How Bold Brews and Flavor Innovation Are Redefining Opportunities in Tea Hospitality

As consumers seek novelty and visual appeal, tea menus are evolving far beyond the traditional brew.

Looking back at our predictions of trends that would shape the tea sector in 2026, we now delve deeper into how format and flavor expectations from consumers are evolving. The novelties that stand out the most are coming from flavor innovation and iced formats. Across the sector, success is increasingly tied to offering beverages that feel distinctive, visually appealing and worth buying out of home.    

  

New Flavours

One of the clearest flavour directions for 2026 is the rise of teas with added flavour profiles, particularly in herbal, green and white tea formats. Omar Maharsi, co-founder at Finisya Hospitality Solutions, a consultancy that provides end-to-end development and management of café and restaurant concepts across the Middle East, says that “Consumers in 2026 are looking for herbal teas, with fruity flavors, as well as green and white tea with flavors.” This points to strong potential for blends with flavours such as peach, citrus and mint, giving operators a way to refresh tea menus with options that feel both familiar and more premium.

Alongside this, more adventurous flavours are now solidly in the mainstream. Asian-inspired options such as flavored matcha and ube are gaining ground as consumers lean toward bolder and more visually distinctive beverages. Marc, Assistant Sales Manager at Ibubble Tea House, a distributor of tea flavors to the UAE and Saudi Arabia, says the company started selling powdered ube — a purple yam from the Philippines with a sweet, vanilla-like taste — in December 2025 and it is now one of their bestsellers, underlining how quickly a once-niche flavor can become commercially important. 

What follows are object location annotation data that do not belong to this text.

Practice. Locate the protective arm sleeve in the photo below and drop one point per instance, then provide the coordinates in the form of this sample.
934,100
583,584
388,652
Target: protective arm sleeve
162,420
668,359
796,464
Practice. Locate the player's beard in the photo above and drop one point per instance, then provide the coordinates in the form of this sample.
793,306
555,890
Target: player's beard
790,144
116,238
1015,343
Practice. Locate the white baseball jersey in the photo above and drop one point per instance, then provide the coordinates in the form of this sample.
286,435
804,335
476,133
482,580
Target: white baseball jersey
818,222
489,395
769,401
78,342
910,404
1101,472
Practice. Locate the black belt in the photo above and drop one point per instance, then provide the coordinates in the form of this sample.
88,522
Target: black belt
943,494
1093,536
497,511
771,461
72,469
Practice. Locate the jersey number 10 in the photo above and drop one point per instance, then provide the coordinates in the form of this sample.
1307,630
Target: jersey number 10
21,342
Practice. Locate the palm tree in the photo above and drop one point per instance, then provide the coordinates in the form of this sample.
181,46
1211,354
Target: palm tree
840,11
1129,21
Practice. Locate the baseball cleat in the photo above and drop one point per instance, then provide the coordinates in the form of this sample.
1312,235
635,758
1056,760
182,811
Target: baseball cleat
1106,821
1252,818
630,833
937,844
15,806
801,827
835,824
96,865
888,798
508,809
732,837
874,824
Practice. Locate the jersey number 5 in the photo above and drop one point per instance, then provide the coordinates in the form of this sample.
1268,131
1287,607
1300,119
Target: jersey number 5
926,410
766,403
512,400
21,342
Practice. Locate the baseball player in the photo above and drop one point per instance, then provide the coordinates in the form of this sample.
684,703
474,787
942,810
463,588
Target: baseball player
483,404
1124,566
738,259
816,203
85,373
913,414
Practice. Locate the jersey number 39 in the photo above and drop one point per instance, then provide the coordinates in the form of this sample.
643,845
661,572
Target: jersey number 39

Matcha is proving even more influential. Maharsi says: “Matcha is the number one seller among all teas. Particularly flavoured matcha.” For operators, trending flavours are more than just a branding exercise; they can have direct effects on revenue. Maharsi points to a successful UAE café launched by Finisya that was making around USD 12,000 a day, with roughly USD 6,000 of that coming from matcha alone. Regarding flavoured matcha, he also explains the impact of introducing sakura matcha — a matcha blended with sakura, or Japanese cherry blossom, which gives it a delicate floral sweetness an pink colour — at a restaurant in Abu Dhabi around 2 years ago when the sakura matcha trend was just beginning. Before the launch, the business was making around USD 150 to USD 300 a day from matcha and around USD 2,000 in total daily sales. After adding sakura matcha, matcha sales rose to around USD 2,000 to USD 3,500 a day, while total daily sales climbed to roughly USD 6,800 to USD 8,000 for three months in a row. Taken together, these figures show how the right flavor trend, introduced at the right moment, can transform beverage performance.

 

Iced and Cold Brew Beverages

Cold tea beverages is one of the most dynamic areas of the market in 2026. Food Navigator reported that Gail’s bakery in the UK is expecting “massive growth” in the area of iced drinks, particularly their homemade iced tea featuring exotic mixes of flavours, such as strawberry with Darjeeling tea and Szechuan peppers. This trend reflects growing demand for beverages that are lighter, less sweet and more adaptable to a wide range of flavour profiles.

Cold brew is also continuing to evolve within tea. One notable example is East Forged, the Australian brand whose nitrogen-infused cold-brew tea won the Best Drink Innovation award at the 2026 World Food Innovation Awards in London. Its success highlights how tea can move beyond traditional hot service into more modern, textural and premium formats that better compete in the specialty beverage market.

That opportunity is significant because tea still often underperforms in foodservice. Maharsi explains that “The percentage of tea out of coffee sales is not much, because most restaurants offer basic tea selections and don’t market them well.” He adds that consumers often feel tea is easy to make at home, meaning operators must work harder to justify the purchase. In his view, tea needs creativity and a clearer point of difference if it is to claim a larger share of beverage sales. That makes cold brew tea, nitrogen infusion and more imaginative iced tea concepts especially relevant in 2026, as they offer exactly the kind of uniqueness consumers are less likely to replicate in their own kitchens.